I hate crying in the morning, which is why I kept pressing the snooze screen this morning. About an hour before my alarm was set to go off I woke up needing to use the bathroom. When I came back I checked my phone and saw the New York Times update: David Bowie had died.
Denial kicked in immediately. No. I’m imagining this. I’m sleepwalking and dreaming at the same time. When my alarm went off I didn’t have to look at the screen to know that it was no dream.
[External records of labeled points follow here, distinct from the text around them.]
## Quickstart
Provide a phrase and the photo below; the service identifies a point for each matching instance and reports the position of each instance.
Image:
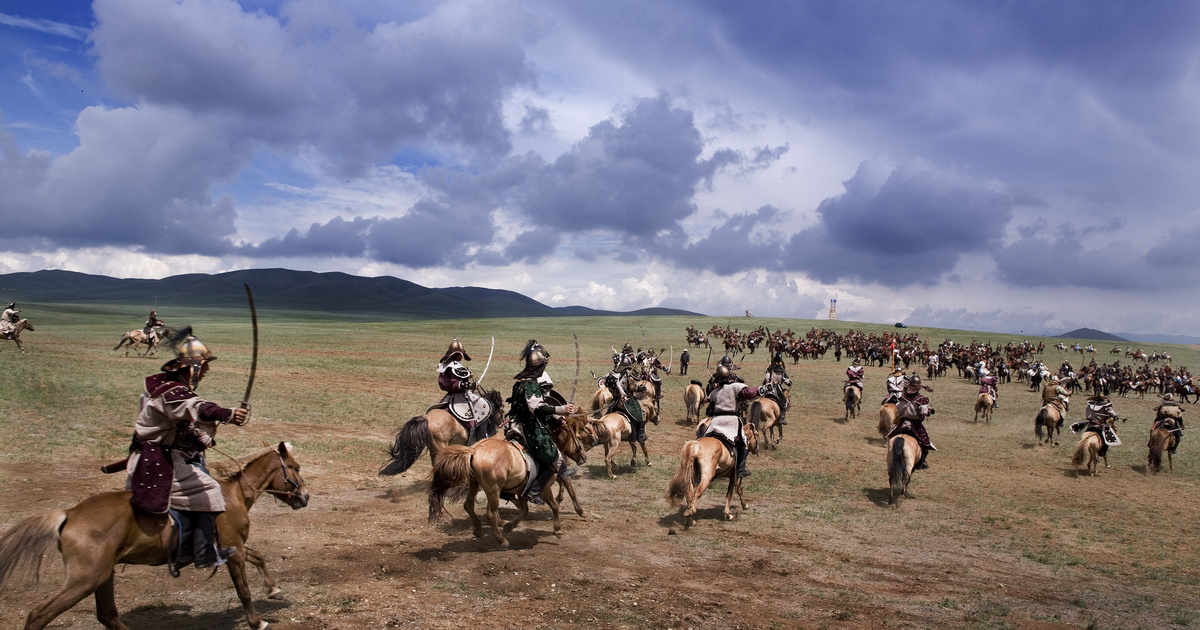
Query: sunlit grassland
(339, 389)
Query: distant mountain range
(1137, 337)
(282, 289)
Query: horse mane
(229, 469)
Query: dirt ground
(999, 533)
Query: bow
(489, 363)
(253, 357)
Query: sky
(1020, 167)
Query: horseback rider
(535, 419)
(1168, 414)
(174, 429)
(913, 409)
(1098, 418)
(723, 408)
(623, 387)
(461, 400)
(153, 323)
(9, 319)
(897, 383)
(773, 385)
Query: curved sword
(489, 363)
(253, 357)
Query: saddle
(466, 407)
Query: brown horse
(105, 531)
(135, 339)
(763, 415)
(496, 466)
(1161, 439)
(15, 336)
(904, 450)
(1089, 453)
(701, 461)
(693, 397)
(888, 418)
(983, 403)
(853, 399)
(1045, 425)
(436, 430)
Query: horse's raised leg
(259, 562)
(106, 606)
(237, 565)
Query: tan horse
(105, 531)
(852, 397)
(15, 336)
(983, 405)
(904, 450)
(135, 339)
(1045, 425)
(693, 397)
(1161, 439)
(701, 461)
(1089, 453)
(497, 466)
(435, 431)
(888, 418)
(763, 415)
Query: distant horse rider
(174, 429)
(723, 408)
(461, 399)
(913, 409)
(535, 419)
(153, 323)
(9, 321)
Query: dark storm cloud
(909, 228)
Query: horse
(701, 461)
(15, 336)
(135, 339)
(1161, 439)
(103, 531)
(763, 415)
(1045, 425)
(693, 397)
(888, 418)
(1089, 453)
(853, 399)
(495, 466)
(903, 453)
(435, 431)
(983, 403)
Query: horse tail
(1157, 441)
(24, 545)
(681, 484)
(412, 439)
(898, 468)
(451, 469)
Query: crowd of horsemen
(175, 426)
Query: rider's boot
(921, 463)
(539, 483)
(205, 549)
(742, 461)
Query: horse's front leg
(256, 558)
(237, 565)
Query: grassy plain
(1000, 532)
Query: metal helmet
(455, 353)
(535, 358)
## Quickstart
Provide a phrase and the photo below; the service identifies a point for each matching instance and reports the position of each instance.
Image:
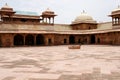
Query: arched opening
(39, 39)
(71, 39)
(65, 41)
(18, 40)
(29, 40)
(92, 39)
(98, 40)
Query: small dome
(84, 18)
(48, 10)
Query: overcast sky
(67, 10)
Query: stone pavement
(91, 62)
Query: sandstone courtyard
(91, 62)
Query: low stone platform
(74, 46)
(91, 62)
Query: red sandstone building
(29, 29)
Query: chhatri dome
(83, 18)
(48, 11)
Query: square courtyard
(91, 62)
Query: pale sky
(67, 10)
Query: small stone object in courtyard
(74, 46)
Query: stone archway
(29, 40)
(71, 39)
(39, 39)
(18, 40)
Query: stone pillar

I became a fan of David Bowie, like a lot of other people, when he became a mega-star thanks to MTV and his early-80s persona. Then I discovered boy bands and Bowie too weird for me. It wasn’t until college when I discovered his music for myself. I was heavily infatuated with the senior who worked at my dorm’s front desk and we talked all the time about music. His favorite band was The Smashing Pumpkins and one night we talked about the people who influenced Billy Corgan. When I learned that Bowie was one of those influences I went out the next day and bought his singles collection.
Something interested started to happen when I began listening to Bowie – I began to figure out who I was. This may not sound groundbreaking, but I was pretty lost at the time. I had just moved away from home where I felt constant pressure from my family to conform – to be normal. I was eighteen, desperately wanting new friends, and being told I was trying too hard to fit in. The only thing keeping me from drowning in my undiagnosed clinical depression was music. And David Bowie was the voice telling me that weird was wonderful.
That message meant a lot to me then. His music and his life inspired me to begin figuring out who I was. I had the courage to be different because of him; like the year of college where I only wore the color blue. Maybe I was deluded, but I can say that I know myself better because I had the courage to try.
In the last few years, as the fear of aging has become my new hobgoblin, I chase it away with David Bowie. He was the coolest till the end. I hope I can be, too.